Naveen Jain, CEO of Viome Life Sciences
Best known as the founder and former CEO of InfoSpace, Jain also co-founded public records firm Intelius as well as Moon Express, which aims to take paying customers to the moon. Viome, founded in 2016, is his seventh venture. Viome provides services to analyze the microbiome, the collection of microbes in the gut and other body regions, paired with probiotics and supplements tailored to each customer. Viome also has a medical diagnostics division and expects to hit revenue of $100 million next year. Jain advises others making the transition to the life sciences to have a consumer mindset.
“First of all, number, one, know that healthcare is actually a big data problem. Healthcare is no longer about trial and error. Once you start to believe that human body is basically a bunch of biochemical activity, it becomes a math and chemistry problem. Math is all AI and chemistry is all the biochemical activities.
I can tell you that what I do: I spend the first three hours of every day reading all the science papers – every Nature paper, every Cell paper. I don’t care what industry it is in, I read. And the reason is that allows me to understand the basic vocabulary of what is going on.

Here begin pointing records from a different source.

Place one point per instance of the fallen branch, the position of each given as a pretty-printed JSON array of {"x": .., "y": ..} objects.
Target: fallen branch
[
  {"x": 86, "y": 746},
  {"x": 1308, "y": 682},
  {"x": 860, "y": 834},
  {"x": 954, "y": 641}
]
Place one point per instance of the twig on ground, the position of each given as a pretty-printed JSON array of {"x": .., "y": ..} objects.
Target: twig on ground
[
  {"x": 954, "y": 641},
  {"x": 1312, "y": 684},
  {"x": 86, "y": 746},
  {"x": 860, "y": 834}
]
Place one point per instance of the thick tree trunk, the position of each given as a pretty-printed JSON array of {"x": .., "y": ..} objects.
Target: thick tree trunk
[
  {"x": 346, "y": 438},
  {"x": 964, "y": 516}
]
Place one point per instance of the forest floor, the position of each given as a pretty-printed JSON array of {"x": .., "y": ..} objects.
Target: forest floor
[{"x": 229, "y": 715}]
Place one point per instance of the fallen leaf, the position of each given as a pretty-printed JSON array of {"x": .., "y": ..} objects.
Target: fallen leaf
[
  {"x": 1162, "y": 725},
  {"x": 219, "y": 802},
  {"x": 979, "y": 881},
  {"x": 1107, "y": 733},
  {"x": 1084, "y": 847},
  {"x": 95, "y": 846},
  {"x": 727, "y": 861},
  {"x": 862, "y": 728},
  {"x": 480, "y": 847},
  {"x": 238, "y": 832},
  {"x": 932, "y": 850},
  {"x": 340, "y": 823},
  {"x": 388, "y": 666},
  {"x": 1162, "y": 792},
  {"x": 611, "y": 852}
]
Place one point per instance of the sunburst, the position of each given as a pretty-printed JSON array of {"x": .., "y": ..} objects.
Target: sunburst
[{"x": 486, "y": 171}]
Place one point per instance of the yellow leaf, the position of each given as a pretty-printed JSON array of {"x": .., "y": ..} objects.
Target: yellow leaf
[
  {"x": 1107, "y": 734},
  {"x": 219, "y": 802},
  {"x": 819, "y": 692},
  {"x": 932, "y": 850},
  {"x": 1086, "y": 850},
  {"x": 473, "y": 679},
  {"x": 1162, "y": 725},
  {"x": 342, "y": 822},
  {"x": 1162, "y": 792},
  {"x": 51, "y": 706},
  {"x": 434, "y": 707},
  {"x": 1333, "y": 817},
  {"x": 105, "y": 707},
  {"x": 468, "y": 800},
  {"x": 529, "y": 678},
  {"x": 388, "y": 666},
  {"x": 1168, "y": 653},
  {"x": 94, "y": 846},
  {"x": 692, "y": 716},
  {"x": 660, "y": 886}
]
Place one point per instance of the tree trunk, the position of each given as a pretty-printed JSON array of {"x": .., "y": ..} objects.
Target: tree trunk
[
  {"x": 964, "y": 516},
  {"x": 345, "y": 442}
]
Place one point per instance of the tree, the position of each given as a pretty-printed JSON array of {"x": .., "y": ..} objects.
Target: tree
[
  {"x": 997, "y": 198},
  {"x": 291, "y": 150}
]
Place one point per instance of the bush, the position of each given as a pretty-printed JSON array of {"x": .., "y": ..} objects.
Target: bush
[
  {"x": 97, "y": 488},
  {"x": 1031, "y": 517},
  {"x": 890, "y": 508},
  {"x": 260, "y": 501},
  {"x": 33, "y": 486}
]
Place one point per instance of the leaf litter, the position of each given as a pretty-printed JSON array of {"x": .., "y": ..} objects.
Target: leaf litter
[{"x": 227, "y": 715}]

From a business standpoint, collecting this massive amount of data, you have to think about it very differently, you have to think like a consumer. What services can you provide to them?
Most medical guys make a cardboard kit. We did not make a cardboard kit. Look at our supplement box. This is our supplement box, magnetic lock, every single ingredient listed and designed for you. Every pack is just what you need, nothing that you don’t. This is a consumer mindset coming in — this is not a medical product, this is a consumer product. You have got to make them feel that they are buying something that they want.”
Terry Myerson, CEO of Truveta
Myerson is a former Microsoft executive who led the company’s Windows and Devices group. In 2020 he was tapped to lead Truveta, which aggregates medical records data to link treatments with outcomes and underlying health. Myerson describes Truveta, which recently raised $95 million, as both a tech and a life sciences company. When asked for advice about making the transition to the life sciences he noted the high ethical bar in his new field.
“I’ve spent my whole career in tech, but if you were to go on LinkedIn and look at the profiles of the people we’re hiring, we’re probably two thirds deep technical depth and one third physician scientists, clinical informaticists, epidemiologists. The last interview I did was for an epidemiologist. I’m excited. I’m also on the steepest learning curve ever, and I’ve been on some very steep learning curves in my career. This is the most meaningful thing I’ve ever worked on.
Leading Windows, security and privacy were very top of mind. But there’s something very special about patient data that takes ethics, privacy and security, and data quality to a whole new level. There’s nothing more personal than health data. Windows was a good training ground I think for me to really understand how to do this at a whole new level. You’ve got to have deep respect for ethics, privacy and security.”